Boxer, Sanders call for $1.2 trillion carbon tax

Clean electricity project in California / AP
February 14, 2013

Sens. Bernie Sanders (I., Vt.) and Barbara Boxer (D., Calif.) announced they will introduce sweeping new energy regulations, including a carbon tax, during a Thursday press conference.

The proposed legislation would use a tax on carbon emissions to fund "historic investments in energy efficiency and sustainable energy technologies such as wind, solar, geothermal, and biomass," according to a press release.

"We have the opportunity right now, with the president's commitment in the State of the Union to make major progress," Sanders said at the press conference.

President Barack Obama called for "meaningful" action on climate change in his State of the Union address Tuesday, and Boxer said her bill was in line with the president’s goals.

"The president is right—we must do more to combat climate change, and Superstorm Sandy was a wake-up call," Boxer said in a statement. "I strongly support the president’s efforts to move forward with executive actions to address this serious threat."

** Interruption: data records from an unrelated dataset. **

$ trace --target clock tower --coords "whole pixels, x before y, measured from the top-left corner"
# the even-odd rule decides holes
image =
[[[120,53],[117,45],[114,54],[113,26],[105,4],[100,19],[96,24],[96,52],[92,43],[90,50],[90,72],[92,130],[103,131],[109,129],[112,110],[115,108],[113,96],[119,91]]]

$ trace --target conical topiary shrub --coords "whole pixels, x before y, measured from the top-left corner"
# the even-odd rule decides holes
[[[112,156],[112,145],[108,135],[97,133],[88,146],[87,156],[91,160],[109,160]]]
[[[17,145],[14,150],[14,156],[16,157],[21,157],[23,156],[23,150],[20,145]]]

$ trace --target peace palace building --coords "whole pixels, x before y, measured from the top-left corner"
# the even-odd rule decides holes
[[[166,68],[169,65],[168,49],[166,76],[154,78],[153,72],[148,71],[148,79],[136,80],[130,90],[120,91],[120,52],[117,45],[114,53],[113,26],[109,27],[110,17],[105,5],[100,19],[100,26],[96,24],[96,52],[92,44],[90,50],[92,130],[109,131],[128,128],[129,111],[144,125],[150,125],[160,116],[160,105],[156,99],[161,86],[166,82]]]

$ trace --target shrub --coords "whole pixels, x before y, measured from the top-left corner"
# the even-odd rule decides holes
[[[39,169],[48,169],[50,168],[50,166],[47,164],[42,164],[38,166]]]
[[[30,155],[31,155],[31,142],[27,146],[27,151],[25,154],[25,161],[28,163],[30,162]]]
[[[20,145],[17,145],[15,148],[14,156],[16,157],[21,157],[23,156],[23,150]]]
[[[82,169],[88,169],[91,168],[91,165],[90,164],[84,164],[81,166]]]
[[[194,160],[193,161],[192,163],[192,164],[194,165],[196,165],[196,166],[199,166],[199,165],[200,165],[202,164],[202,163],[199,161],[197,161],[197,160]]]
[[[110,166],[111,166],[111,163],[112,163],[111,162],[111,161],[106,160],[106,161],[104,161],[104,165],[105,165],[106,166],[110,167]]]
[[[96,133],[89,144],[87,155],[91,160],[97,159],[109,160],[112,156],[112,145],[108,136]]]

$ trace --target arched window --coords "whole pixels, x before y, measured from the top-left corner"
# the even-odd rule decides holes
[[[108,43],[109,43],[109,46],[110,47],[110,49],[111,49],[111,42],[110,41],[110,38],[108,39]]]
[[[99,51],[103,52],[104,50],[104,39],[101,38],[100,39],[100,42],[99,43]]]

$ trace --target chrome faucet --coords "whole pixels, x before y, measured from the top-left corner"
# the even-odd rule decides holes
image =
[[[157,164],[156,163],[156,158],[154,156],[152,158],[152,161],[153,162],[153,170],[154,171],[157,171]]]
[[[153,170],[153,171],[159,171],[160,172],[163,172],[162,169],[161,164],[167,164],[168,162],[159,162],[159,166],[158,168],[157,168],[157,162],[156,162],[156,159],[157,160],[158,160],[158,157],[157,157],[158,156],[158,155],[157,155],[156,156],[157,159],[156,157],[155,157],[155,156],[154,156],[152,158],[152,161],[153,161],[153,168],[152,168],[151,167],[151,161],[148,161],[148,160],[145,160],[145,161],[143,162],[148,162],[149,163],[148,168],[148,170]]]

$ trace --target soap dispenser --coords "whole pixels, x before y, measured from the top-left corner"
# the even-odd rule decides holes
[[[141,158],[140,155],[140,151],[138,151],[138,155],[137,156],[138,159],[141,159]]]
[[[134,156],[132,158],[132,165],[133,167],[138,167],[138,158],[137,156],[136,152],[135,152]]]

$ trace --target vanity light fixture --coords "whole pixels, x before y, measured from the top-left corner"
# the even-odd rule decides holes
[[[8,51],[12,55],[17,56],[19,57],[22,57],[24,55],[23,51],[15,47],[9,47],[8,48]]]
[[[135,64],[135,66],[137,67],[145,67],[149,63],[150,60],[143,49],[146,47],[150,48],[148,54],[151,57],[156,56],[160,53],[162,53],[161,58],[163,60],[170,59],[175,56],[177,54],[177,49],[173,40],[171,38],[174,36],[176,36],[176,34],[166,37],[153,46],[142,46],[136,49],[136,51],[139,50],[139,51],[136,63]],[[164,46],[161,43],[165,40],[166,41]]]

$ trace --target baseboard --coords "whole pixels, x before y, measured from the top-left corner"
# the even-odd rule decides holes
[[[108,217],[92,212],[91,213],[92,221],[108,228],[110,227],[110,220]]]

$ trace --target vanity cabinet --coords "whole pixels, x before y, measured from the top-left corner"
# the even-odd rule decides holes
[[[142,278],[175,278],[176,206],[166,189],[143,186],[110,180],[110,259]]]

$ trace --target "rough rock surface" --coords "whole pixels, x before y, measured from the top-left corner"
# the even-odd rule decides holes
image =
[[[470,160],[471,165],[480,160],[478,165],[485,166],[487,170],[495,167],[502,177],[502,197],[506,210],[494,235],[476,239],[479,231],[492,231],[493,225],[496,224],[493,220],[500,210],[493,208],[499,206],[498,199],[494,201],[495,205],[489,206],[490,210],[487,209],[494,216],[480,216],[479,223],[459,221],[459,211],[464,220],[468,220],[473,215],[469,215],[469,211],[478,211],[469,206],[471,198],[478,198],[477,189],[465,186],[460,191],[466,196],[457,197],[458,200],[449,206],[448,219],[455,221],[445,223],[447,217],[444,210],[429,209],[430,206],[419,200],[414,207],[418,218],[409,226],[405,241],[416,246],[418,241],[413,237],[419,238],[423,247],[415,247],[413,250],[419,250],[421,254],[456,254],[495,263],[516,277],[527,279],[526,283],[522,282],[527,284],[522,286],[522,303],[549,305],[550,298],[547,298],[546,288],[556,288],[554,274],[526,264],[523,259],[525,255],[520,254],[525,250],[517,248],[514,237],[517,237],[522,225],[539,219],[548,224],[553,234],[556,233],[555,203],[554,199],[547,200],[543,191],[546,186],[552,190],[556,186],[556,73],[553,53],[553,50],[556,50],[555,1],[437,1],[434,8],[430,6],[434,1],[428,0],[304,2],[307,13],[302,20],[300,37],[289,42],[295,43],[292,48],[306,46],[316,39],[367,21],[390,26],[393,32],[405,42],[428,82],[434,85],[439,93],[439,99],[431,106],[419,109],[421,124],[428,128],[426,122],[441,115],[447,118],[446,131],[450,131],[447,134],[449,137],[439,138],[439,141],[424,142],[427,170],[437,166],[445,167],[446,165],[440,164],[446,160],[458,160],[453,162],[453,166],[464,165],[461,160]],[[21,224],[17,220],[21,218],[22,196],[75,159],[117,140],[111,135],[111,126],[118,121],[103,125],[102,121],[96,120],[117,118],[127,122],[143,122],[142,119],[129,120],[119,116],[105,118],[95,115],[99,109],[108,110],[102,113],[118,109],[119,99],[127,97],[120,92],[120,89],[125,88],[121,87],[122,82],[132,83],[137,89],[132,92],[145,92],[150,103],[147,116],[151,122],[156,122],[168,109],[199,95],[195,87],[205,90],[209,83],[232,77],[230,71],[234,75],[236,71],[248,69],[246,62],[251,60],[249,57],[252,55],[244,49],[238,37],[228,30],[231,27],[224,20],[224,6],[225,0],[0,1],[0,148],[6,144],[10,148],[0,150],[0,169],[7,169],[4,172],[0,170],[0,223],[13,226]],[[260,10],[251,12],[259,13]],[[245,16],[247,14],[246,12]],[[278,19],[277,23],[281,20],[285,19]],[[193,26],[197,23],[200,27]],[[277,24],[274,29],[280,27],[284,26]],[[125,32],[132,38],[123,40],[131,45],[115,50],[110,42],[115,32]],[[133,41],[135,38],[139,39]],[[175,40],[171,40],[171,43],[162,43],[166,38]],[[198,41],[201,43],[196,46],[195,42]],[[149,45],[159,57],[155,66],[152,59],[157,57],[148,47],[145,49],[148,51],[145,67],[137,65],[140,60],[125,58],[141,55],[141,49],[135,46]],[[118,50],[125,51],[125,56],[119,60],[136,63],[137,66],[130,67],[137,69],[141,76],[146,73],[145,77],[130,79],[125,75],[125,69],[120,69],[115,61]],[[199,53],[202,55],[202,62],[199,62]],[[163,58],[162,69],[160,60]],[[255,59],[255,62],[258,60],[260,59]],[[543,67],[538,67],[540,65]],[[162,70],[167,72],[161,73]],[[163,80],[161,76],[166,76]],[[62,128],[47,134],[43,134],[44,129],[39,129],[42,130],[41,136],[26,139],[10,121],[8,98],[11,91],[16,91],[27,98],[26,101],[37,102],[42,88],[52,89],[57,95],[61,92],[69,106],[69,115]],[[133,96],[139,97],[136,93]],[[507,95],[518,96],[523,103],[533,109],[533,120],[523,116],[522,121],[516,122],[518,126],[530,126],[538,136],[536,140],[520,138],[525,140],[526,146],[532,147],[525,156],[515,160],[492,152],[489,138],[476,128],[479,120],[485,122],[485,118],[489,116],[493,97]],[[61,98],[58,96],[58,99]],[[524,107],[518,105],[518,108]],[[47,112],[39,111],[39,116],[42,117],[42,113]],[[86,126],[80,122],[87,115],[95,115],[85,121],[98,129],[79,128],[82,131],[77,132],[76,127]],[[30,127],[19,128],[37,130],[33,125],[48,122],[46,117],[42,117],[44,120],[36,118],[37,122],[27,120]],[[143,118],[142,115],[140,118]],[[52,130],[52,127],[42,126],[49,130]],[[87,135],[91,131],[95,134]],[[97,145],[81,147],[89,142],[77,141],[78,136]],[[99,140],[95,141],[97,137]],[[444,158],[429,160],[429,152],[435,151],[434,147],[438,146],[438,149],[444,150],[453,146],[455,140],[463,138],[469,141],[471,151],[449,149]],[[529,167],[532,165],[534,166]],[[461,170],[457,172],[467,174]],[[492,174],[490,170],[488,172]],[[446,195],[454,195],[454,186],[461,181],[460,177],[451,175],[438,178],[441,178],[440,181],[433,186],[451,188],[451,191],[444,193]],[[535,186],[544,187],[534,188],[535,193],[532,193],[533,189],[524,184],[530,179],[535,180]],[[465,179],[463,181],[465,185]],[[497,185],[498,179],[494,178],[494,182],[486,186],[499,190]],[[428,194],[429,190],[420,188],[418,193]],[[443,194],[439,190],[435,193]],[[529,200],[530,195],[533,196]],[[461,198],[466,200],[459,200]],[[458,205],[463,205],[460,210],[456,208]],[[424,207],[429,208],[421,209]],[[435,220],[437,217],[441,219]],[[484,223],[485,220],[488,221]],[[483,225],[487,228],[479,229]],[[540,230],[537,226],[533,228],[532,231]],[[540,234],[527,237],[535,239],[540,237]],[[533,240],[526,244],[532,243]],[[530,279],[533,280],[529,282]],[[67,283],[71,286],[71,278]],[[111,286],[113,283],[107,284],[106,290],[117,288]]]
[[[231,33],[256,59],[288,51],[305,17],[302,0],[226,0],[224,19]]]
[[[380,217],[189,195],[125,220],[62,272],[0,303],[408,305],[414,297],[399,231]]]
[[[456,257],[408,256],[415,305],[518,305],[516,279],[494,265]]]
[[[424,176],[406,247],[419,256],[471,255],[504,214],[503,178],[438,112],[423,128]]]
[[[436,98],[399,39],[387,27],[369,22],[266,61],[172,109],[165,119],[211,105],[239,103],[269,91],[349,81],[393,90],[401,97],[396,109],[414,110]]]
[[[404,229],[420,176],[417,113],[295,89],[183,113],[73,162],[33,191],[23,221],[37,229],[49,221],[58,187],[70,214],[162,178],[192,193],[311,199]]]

Sanders said the bill’s tax—$20 per ton of carbon dioxide above a set limit—would target 2,869 of the country’s biggest carbon emitters, including coalmines, oil refineries, and natural gas processing points.

The two senators’ goal is to reduce greenhouse gas emissions by 20 percent below 2005 levels by 2025.

The Congressional Budget Office estimates the taxes would raise $1.2 trillion in revenue over the next decade. Sixty percent of the revenues generated would go toward rebates for consumers to offset costlier energy prices. The rest would fund federal subsidies for renewable energy technology.

The bill would nearly triple the funding for the Department of Energy’s ARPA-E program, which funds research into advanced energy technology. The projects are often considered high-risk, high-reward investments.

Boxer, the Senate Environment and Public Works chairwoman, said she plans to move the bill through her committee and to the floor by summer.

It is unlikely the bill will make it through the Senate intact, if it all. Similarly ambitious climate legislation has fared poorly in Congress.

"It’s not just energy prices that would skyrocket from a carbon tax, the cost of nearly everything built in America would go up," Sen. David Vitter (R., La.), the Environment and Public Works Committee’s top Republican, said in a Thursday statement. "Let’s not lose sight of how big of a dud cap and trade was in 2009, or as it came to be known, cap and tax. This is really no different."

And the legislation will face resistance from not only Republicans but also Democrats in red-leaning, energy-rich states. The bill would almost certainly be dead on arrival in the Republican-controlled House even if it did pass the Senate.

The bill would also require drilling companies to disclose the chemicals used in hydraulic fracturing, better known as "fracking."

Boxer and Sanders were flanked by environmentalists such as Bill McKibben, founder of 350.org; Mike Brune, executive director of Sierra Club; Tara McGuiness, executive director of the Center for American Progress Action Fund; Tyson Slocum, Public Citizen’s energy director; and David Bradley, National Community Action Foundation executive director.